Sungguh pernikahan bukan hanya sekedar ikrar untuk bersama ataupun tinggal dalam satu rumah. Pernikahan tak sekedar 2 orang berbeda jenis yang kemana-mana selalu bareng, curhat-curhatan, canda-candaan dll.
Pernikahan memang tak semudah seperti yang kita lihat dan tak sesulit seperti yang kita pikirkan.
Masalah pasti ada, berbeda paham juga pasti ada. Tapi perbedaan ini sungguh tak mengurangi rasa sayang yang telah ada. Si dia pasti pernah berbuat salah, apalagi aku yang tak pernah luput dari kesalahan, tapi sayang kami sungguh tak pernah berkurang karena kesalahan-kesalahan yang dilakukan masing-masing.

Saling mengerti, saling memahami, saling mengalah, saling menasehati, saling mengingatkan, saling dan saling dalam segala hal.

Istriku, maafkan aku yang masih jauh dari kriteria suami idaman kamu. Terima kasih selama ini kamu tak pernah menuntut banyak hal dariku walau aku sangat merasa bersalah ketika aku belum bisa menjadi yang terbaik untukmu.

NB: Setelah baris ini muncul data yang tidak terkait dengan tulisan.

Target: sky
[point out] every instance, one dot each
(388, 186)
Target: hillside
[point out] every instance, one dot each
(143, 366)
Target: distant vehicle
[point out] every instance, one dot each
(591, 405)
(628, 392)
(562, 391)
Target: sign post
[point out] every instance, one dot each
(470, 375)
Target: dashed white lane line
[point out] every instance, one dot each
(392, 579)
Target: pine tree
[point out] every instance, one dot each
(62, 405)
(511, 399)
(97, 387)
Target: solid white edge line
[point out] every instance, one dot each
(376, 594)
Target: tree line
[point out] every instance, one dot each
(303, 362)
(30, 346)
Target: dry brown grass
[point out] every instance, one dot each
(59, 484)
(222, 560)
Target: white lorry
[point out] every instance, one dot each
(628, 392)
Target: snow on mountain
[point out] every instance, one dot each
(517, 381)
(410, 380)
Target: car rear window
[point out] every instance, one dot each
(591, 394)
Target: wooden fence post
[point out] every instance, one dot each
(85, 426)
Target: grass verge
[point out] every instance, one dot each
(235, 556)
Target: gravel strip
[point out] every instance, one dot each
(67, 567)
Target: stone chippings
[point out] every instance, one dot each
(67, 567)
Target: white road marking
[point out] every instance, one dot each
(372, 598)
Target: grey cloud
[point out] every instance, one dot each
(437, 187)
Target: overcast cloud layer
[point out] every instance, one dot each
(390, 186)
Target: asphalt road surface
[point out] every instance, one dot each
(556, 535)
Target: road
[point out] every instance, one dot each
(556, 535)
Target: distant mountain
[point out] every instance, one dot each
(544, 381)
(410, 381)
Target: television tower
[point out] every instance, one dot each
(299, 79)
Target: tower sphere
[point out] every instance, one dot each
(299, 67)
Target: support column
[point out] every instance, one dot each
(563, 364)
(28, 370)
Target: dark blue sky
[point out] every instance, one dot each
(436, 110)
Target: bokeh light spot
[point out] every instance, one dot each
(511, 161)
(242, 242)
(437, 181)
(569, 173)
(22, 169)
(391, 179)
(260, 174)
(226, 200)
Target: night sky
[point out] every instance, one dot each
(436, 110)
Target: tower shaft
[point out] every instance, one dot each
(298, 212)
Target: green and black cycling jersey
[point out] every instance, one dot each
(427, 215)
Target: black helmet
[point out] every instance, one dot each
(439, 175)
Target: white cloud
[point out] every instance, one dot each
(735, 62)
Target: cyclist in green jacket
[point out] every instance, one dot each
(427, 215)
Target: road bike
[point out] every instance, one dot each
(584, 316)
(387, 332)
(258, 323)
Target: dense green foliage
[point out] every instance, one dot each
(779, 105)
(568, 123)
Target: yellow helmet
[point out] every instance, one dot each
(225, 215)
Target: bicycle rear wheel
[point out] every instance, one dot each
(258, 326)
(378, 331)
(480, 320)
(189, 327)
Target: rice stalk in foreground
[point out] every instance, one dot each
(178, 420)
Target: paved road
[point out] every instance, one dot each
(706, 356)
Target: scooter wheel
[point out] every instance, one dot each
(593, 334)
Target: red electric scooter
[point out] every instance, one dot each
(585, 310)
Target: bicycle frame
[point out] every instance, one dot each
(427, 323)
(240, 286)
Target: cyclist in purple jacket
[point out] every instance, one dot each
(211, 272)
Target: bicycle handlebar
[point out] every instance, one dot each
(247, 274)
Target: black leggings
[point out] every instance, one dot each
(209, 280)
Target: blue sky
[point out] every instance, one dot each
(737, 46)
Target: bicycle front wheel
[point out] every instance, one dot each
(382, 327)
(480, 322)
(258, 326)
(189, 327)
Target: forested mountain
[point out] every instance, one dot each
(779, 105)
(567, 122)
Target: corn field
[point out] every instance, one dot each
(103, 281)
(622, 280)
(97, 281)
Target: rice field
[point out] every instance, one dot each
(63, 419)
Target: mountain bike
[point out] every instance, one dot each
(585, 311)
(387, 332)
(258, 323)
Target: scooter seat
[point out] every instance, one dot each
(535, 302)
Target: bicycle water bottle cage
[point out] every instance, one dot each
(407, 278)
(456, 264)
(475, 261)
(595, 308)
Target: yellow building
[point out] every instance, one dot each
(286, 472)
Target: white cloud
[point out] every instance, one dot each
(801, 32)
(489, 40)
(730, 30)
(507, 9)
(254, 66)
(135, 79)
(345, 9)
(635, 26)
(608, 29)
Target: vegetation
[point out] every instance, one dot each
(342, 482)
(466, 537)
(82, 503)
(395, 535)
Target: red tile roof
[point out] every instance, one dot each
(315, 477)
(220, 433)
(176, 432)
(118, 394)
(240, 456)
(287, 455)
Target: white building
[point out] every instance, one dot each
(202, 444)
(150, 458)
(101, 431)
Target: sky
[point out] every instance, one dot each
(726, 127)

Aku sangat bahagia ketika kamu mengatakan kalau kamu yakin bahwa akulah yang akan membawamu dan membimbingmu bersama denganku ke surga walau aku tak tahu bagaimana aku bisa melakukan hal itu.

Terima kasih istriku atas kepercayaanmu padaku, insyaAllah perbaikan diriku tak pernah berhenti untuk menjaga keyakinanmu kepadaku.

Terima kasih Allah atas bidadari surga yang kau hadiahkan untukku, terima kasih Allah atas semua yang telah Engkau berikan hingga detik ini.